Science jokes
Why did Mars turn permanently red? Because it saw Uranus.
There were 3 blonde scientists...wait that’s not the joke. The first one said “we are going to pilot the first unmanned spacecraft to land on the sun.”
The second one said “but we can’t do that - if we get within 5 feet of the sun we’ll freeze to death!”
The third blonde says “so we go at night.”
Stephen Hawking died because his screw fell out.
Fineman, Einstein, and Schrodinger walked into a bar.
Fineman says, "It appears we're inside a joke."
Einstein says, "But only to an observer who saw us walk in simultaneously."
To which Schrodinger says, "If someone's looking through the window, I'm leaving!"
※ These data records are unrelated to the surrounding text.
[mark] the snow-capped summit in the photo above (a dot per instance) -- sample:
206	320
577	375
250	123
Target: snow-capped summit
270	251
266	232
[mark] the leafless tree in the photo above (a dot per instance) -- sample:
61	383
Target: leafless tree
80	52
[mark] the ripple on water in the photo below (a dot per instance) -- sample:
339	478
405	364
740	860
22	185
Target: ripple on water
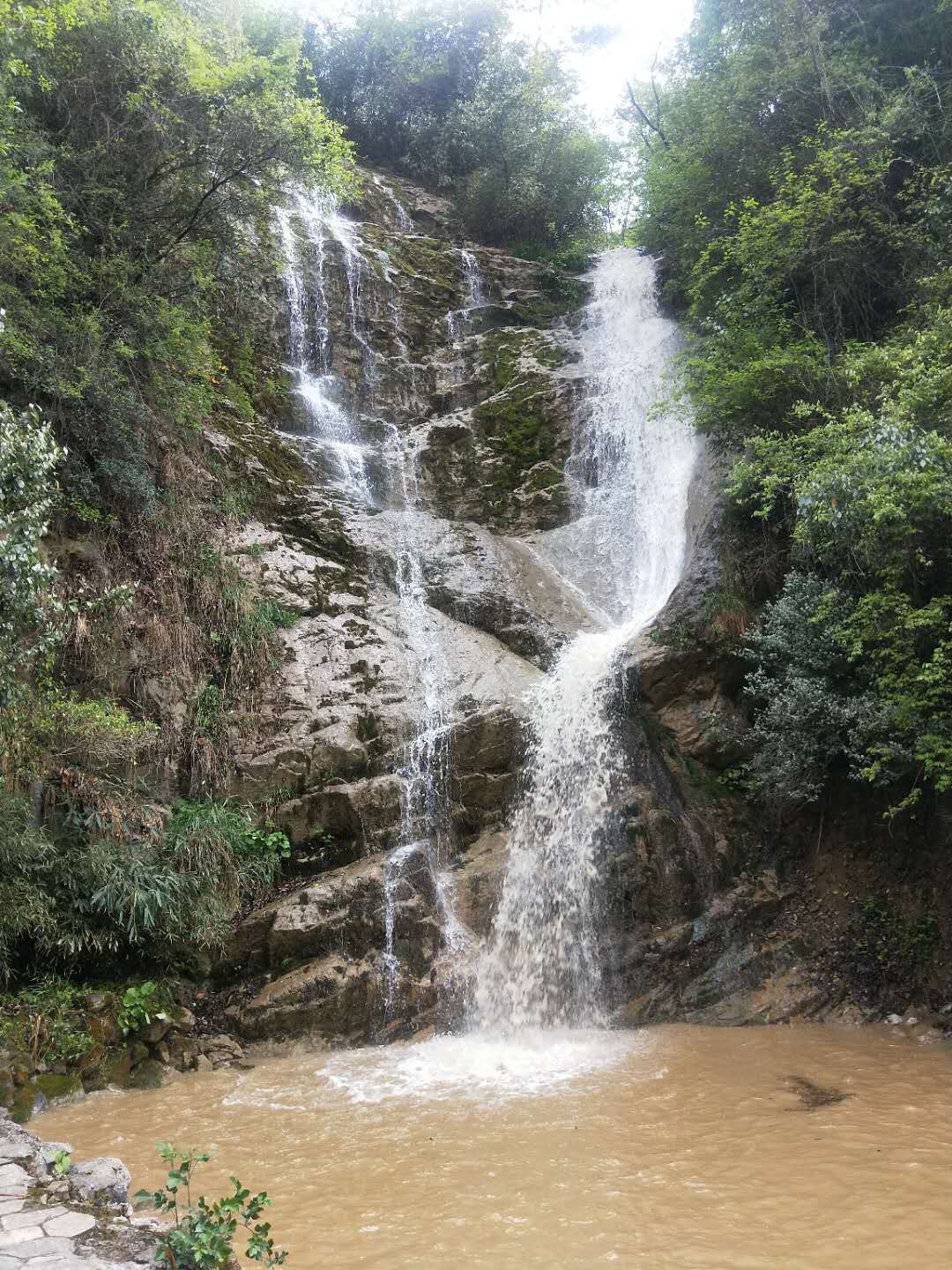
479	1067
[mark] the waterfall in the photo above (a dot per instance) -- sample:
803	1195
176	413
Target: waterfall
632	464
404	221
475	296
316	221
331	423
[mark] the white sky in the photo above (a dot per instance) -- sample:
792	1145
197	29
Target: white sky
641	31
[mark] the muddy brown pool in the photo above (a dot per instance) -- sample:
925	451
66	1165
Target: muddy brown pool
672	1147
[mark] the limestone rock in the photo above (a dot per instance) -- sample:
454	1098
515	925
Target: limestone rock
100	1181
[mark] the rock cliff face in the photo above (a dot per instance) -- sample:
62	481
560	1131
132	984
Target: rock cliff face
435	387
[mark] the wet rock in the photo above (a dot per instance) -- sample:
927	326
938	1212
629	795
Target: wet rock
100	1181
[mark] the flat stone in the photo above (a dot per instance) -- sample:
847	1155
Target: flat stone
34	1217
11	1177
20	1235
45	1246
70	1224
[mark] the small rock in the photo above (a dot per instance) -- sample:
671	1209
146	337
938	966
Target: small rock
156	1030
184	1020
13	1181
70	1224
100	1181
152	1074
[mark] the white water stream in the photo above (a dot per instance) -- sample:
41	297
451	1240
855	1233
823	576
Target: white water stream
622	553
317	221
634	464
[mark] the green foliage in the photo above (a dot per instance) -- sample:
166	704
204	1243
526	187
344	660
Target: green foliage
101	891
46	1020
796	175
28	459
140	1005
886	952
219	842
204	1233
446	97
138	146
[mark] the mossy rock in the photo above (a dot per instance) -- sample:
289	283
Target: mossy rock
28	1100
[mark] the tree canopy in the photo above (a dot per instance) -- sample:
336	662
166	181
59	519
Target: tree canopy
447	97
795	176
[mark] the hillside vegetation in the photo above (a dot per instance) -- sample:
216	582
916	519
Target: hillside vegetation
793	176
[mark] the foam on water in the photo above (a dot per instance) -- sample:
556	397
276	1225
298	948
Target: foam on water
481	1067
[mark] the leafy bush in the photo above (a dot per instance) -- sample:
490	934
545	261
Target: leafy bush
118	332
447	98
48	1019
71	894
28	459
204	1233
140	1005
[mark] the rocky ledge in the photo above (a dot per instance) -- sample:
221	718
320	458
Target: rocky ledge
66	1217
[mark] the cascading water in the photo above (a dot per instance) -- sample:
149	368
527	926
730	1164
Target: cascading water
634	465
426	823
331	423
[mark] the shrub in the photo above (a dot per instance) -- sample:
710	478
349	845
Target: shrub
140	1005
204	1233
71	894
I hope Stephen Hawking was an organ donor, 'cause I need some parts for my go-cart.
Q: What did the ocean say to the boy?
A: Nothing! Oceans don't talk, silly!
Stephen Hawking: one hp (Fortnite)
Stephen Hawking Kobi talking.
Why did Stephen Hawking die? Because he got bummed too hard in the shower.
Why did Stephen Hawking fall over?
'Cause he had a screw loose!
Why did Stephen Hawking die?
What holds the sun ☀️ up in the sky?
Sunbeams.
Why are astronauts forgetful?
They're always spacing out.
When I saw Stephen Hawking for the first time, I knew he had been in a shop!!! I lieeeeeeeeed! 🤣🤣🤣
What is one question on a tech test you should always ask before getting down?
What in the Robot!?
*JMC*
ANOMALY-931
"Gwen"
Identification: just a stupid animal, with a big ass heart.
NASA stands for "Nobody Already Seen Astronauts."
Why did NASA have to go to space? Because space is lonely.
What do / and \ have in common?
They have different results.
Why was Stephen Hawking arrested? The police used computer GPS.